Kenny Wayne Shepherd has been a rockin'/blues guitar hero since he burst onto the music scene in 1995 with his debut album, "Ledbetter Heights," at 16.
Friday, Shepherd and his band performed at Harry O's as part of the Sundance Film Festival. The setting seems only appropriate now that the Shreveport, La., native can add "filmmaker" to his resume.
Shepherd's latest release is a dual DVD/CD titled "Ten Days Out: Blues From the Backroads." The critically acclaimed project has earned Shepherd the "Keeping the Blues Alive" award from the Blues Foundation, two Grammy nominations and a nomination for "Best DVD" from the 2008 Blues Music Awards.
"Ten Days Out" is a documentary of an extraordinary trip Shepherd took through mostly the deep South seeking out legendary blues musicians in their home environments, as well as musicians who were known within the blues community but never became household names. The result is Shepherd jamming with the likes of B.B. King, Clarence "Gatemouth" Brown, Honeyboy Edwards and Etta Baker in places such as front porches, churches and fields.

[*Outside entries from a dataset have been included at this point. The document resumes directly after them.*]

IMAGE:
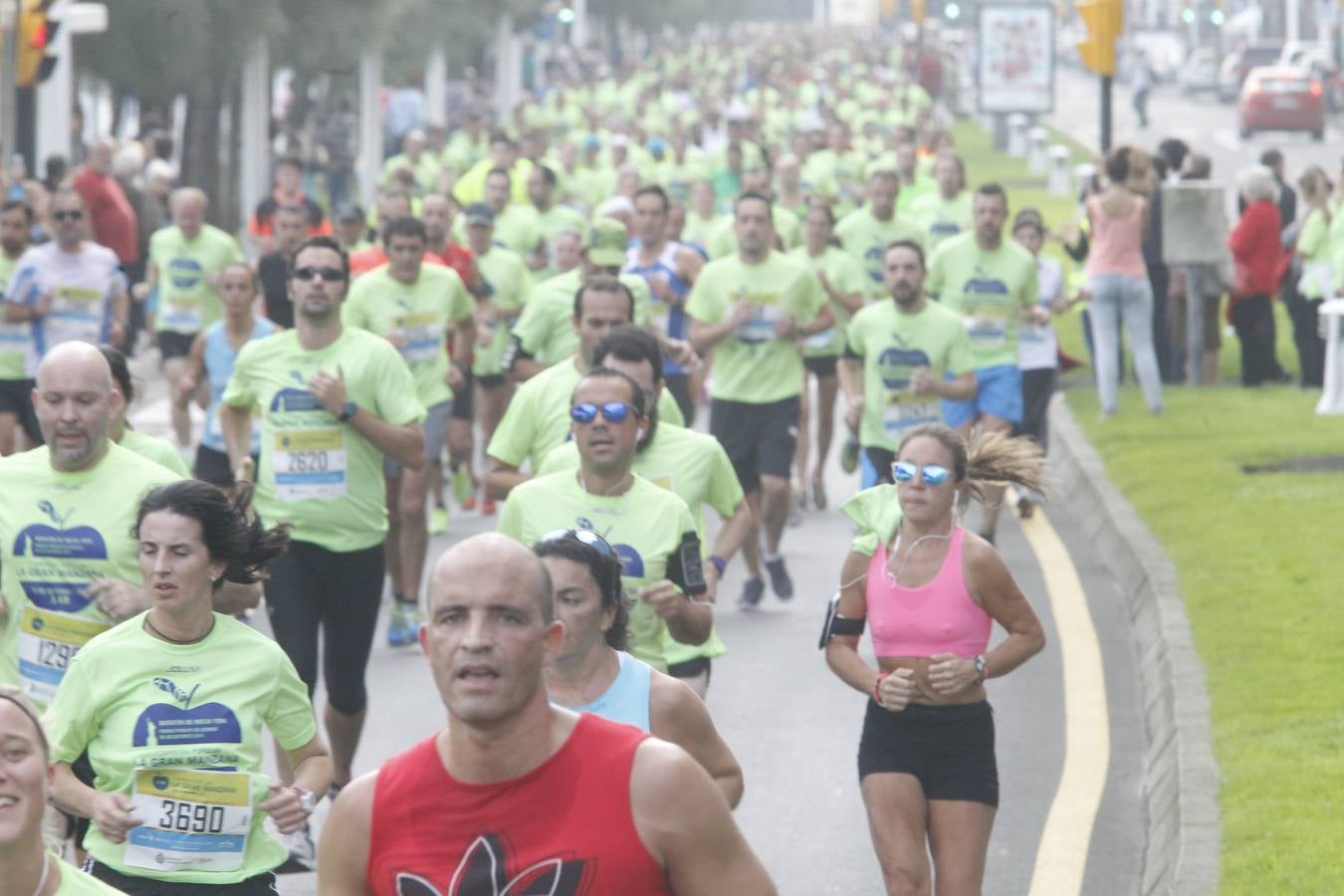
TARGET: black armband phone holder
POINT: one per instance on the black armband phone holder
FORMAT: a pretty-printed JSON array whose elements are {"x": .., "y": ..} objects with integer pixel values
[{"x": 837, "y": 623}]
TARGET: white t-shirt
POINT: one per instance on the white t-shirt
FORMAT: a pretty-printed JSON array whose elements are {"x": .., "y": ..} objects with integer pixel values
[
  {"x": 83, "y": 287},
  {"x": 1037, "y": 345}
]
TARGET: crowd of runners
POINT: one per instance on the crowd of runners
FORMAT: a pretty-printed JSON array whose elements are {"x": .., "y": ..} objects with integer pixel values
[{"x": 767, "y": 237}]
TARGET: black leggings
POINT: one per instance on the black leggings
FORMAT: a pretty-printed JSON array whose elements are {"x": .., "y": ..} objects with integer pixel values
[
  {"x": 262, "y": 884},
  {"x": 311, "y": 585},
  {"x": 880, "y": 461}
]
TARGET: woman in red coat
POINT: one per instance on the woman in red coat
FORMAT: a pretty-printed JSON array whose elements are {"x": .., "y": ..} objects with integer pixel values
[{"x": 1258, "y": 260}]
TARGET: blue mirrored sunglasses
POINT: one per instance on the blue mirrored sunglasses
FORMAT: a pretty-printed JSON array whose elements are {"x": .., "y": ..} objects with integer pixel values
[
  {"x": 932, "y": 474},
  {"x": 587, "y": 411},
  {"x": 582, "y": 537}
]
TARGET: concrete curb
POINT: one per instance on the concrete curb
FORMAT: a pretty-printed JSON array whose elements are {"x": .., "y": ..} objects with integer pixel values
[{"x": 1180, "y": 776}]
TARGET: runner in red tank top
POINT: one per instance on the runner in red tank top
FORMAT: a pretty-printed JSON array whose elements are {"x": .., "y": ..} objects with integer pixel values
[{"x": 518, "y": 795}]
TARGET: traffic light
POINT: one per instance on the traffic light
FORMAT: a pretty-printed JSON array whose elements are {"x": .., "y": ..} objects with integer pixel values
[
  {"x": 35, "y": 35},
  {"x": 1105, "y": 19}
]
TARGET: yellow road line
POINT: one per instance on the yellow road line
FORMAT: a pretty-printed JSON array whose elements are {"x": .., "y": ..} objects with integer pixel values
[{"x": 1062, "y": 856}]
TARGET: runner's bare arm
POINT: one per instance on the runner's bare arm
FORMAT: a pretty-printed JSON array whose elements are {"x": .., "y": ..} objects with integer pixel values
[
  {"x": 687, "y": 826},
  {"x": 111, "y": 811},
  {"x": 843, "y": 649},
  {"x": 678, "y": 714},
  {"x": 342, "y": 849},
  {"x": 851, "y": 381},
  {"x": 119, "y": 318},
  {"x": 403, "y": 443},
  {"x": 688, "y": 621},
  {"x": 824, "y": 320},
  {"x": 234, "y": 598}
]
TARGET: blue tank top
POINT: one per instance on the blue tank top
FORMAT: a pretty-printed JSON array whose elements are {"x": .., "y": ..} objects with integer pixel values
[
  {"x": 669, "y": 318},
  {"x": 219, "y": 367},
  {"x": 628, "y": 697}
]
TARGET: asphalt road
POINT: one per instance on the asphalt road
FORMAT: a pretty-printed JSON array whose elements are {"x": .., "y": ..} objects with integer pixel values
[
  {"x": 1201, "y": 119},
  {"x": 794, "y": 727}
]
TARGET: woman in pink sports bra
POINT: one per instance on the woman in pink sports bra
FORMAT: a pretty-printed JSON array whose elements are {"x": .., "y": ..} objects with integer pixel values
[{"x": 930, "y": 592}]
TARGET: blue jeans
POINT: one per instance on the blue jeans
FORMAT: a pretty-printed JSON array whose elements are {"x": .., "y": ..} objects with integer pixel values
[{"x": 1131, "y": 300}]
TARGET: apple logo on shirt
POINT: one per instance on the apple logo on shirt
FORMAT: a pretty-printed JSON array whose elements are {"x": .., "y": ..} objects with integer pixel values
[
  {"x": 486, "y": 868},
  {"x": 183, "y": 722},
  {"x": 984, "y": 285},
  {"x": 291, "y": 400},
  {"x": 895, "y": 364},
  {"x": 56, "y": 561}
]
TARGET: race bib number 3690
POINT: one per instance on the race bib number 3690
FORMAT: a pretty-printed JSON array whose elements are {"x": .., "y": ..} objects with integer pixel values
[
  {"x": 310, "y": 464},
  {"x": 47, "y": 642},
  {"x": 191, "y": 819}
]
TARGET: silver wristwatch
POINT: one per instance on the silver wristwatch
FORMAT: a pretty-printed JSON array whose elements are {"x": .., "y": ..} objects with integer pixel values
[{"x": 307, "y": 798}]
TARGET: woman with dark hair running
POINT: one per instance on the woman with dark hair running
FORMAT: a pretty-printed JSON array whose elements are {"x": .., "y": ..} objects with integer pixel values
[
  {"x": 932, "y": 592},
  {"x": 595, "y": 675},
  {"x": 169, "y": 706}
]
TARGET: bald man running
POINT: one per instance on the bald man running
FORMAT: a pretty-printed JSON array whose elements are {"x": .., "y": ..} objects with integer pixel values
[{"x": 507, "y": 751}]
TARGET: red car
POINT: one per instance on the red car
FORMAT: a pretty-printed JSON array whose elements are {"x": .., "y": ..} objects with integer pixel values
[{"x": 1282, "y": 99}]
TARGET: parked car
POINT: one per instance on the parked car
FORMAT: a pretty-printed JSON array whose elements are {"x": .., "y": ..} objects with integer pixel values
[
  {"x": 1282, "y": 99},
  {"x": 1201, "y": 72},
  {"x": 1239, "y": 62},
  {"x": 1316, "y": 58}
]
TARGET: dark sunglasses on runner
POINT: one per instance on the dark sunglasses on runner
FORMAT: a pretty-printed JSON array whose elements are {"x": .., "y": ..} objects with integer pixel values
[
  {"x": 611, "y": 411},
  {"x": 932, "y": 474},
  {"x": 582, "y": 537},
  {"x": 330, "y": 274}
]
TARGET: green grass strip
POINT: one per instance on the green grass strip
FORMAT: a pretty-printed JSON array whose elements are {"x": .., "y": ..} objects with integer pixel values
[{"x": 1260, "y": 568}]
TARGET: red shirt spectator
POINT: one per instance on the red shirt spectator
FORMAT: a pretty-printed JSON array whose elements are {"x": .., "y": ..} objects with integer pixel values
[
  {"x": 1258, "y": 254},
  {"x": 367, "y": 260},
  {"x": 112, "y": 218}
]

"Back when we were doing our third album, we were talking about ideas for future projects. We thought it would be a cool little experiment to go down south and seek out original old-school, authentic blues musicians and jam with them in their environment," Shepherd told the Deseret Morning News.
"They are all places in which blues music was created. In the early days of the blues, the music of the blues was created on the porches, back in the field and neighborhood bar. We were making the music where the music was made in the first place."
The idea, however, actually sat on the back burner until after Shepherd's fourth album, the more rock-oriented "The Place You're In." Shepherd decided it would be a good time to revisit the blues project and give fans of his blues style of playing something a little more to their liking. So he went on the road with longtime vocalist Noah Hunt, a film crew and Chris Layton and Tommy Shannon, the rhythm section of the late Stevie Ray Vaughn's legendary band, Double Trouble.
The music portion of the project was the easiest part of the documentary, Shepherd said.
"The recording was live," he said. "Once the filming was done, the record was already done. What was more complicated was the film. I had never been involved in making a film like this before."
But Shepherd had several people to help him behind the scenes, not the least of which was director Noble Jones and producer Jerry Harrison. The result was not only a great sounding CD but a priceless piece of history preserved on DVD as six of the blues musicians featured in the documentary have died.
"I worked hand-in-hand with the management team and every step of the way. It was my first experience doing that. It gave me a whole new perspective on how films are made," he said. "I definitely enjoyed it. I enjoyed the creative process. I've always been interested in film and movies."
The DVD celebrates the roots of the blues. But that doesn't mean there isn't a new generation of blues players waiting to be heard. Shepherd says despite the pop sounds of Top 40 radio today, there's still a market for blues in the United States."Absolutely! Otherwise people like me wouldn't have a career," he said. "The blues fans are the ones who stepped up in the first place for me."